The phenomenon in physics known as “Floquet states”, which have now been observed in graphene for the first time, as envisaged by artist Lina Segerer. This image “Dirac Cones I” explores the concept of Floquet states in graphene generated by light pulses. The painting shows the three-dimensional electronic structure of graphene – known as Dirac cones – and their replicas created by light. @ Lina Segerer (www.linasegerer.de)

Graphene is an extraordinary material – a sheet of interlocking carbon atoms just one atom thick that is stable and extremely conductive.
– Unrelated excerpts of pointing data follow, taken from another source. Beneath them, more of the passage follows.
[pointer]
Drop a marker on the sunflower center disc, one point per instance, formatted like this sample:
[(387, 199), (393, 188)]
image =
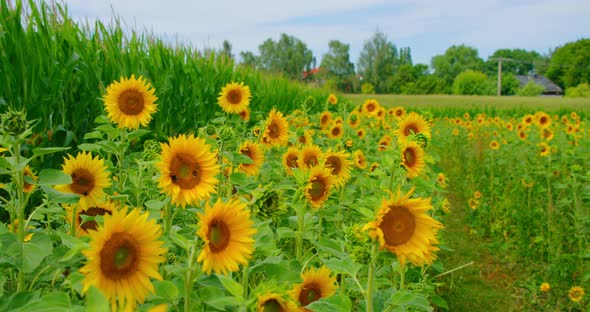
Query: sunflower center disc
[(317, 190), (273, 130), (272, 305), (119, 256), (410, 129), (398, 225), (234, 97), (309, 294), (82, 182), (410, 157), (218, 235), (131, 102), (92, 211), (185, 171), (333, 162)]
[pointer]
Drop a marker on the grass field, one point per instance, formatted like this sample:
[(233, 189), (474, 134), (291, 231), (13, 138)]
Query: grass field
[(462, 103)]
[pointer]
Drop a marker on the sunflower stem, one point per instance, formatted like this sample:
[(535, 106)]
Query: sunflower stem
[(370, 278)]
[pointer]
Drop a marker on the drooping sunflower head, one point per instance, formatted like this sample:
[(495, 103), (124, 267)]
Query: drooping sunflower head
[(234, 97), (412, 156), (291, 159), (318, 186), (255, 152), (124, 254), (276, 129), (130, 102), (85, 224), (187, 170), (310, 156), (317, 284), (360, 160), (403, 227), (494, 145), (227, 230), (332, 99), (576, 294), (89, 178), (410, 124), (335, 131), (273, 302), (28, 172), (339, 165)]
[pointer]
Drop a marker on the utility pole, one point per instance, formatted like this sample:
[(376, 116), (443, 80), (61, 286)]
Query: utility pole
[(500, 59)]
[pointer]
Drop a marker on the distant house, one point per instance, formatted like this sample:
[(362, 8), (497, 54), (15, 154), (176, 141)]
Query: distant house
[(550, 87)]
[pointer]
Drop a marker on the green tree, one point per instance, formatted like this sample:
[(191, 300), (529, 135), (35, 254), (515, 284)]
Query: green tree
[(457, 59), (378, 61), (570, 64), (472, 82), (522, 62), (288, 55)]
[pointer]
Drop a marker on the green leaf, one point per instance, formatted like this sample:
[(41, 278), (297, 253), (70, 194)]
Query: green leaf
[(58, 197), (332, 303), (166, 289), (38, 151), (233, 287), (35, 251), (345, 265), (53, 177), (96, 301)]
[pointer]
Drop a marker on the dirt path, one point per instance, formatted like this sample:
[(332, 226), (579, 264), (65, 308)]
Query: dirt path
[(487, 284)]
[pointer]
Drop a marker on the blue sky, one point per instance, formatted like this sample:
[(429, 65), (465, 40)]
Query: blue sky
[(428, 27)]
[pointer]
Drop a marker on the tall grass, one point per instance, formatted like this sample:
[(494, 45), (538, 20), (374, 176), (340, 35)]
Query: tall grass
[(57, 70)]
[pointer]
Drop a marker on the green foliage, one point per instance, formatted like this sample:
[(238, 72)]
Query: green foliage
[(456, 60), (570, 64), (582, 90), (367, 88), (288, 55), (472, 82), (531, 89)]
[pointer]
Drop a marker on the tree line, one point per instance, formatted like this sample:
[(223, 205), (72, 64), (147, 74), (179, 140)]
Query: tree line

This makes it useful in a range of areas, such as flexible electronic displays, highly precise sensors, powerful batteries, and efficient solar cells. A new study – led by the University of Göttingen, working together with colleagues from Braunschweig and Bremen in Germany, and Fribourg in Switzerland – now takes graphene’s potential to a whole new level. Researchers have directly observed “Floquet effects” in graphene for the first time. This resolves a long-standing debate: Floquet engineering – a method in which the properties of a material are very precisely altered using pulses of light – also works in metallic and semi-metallic quantum materials such as graphene. The study was published in Nature Physics.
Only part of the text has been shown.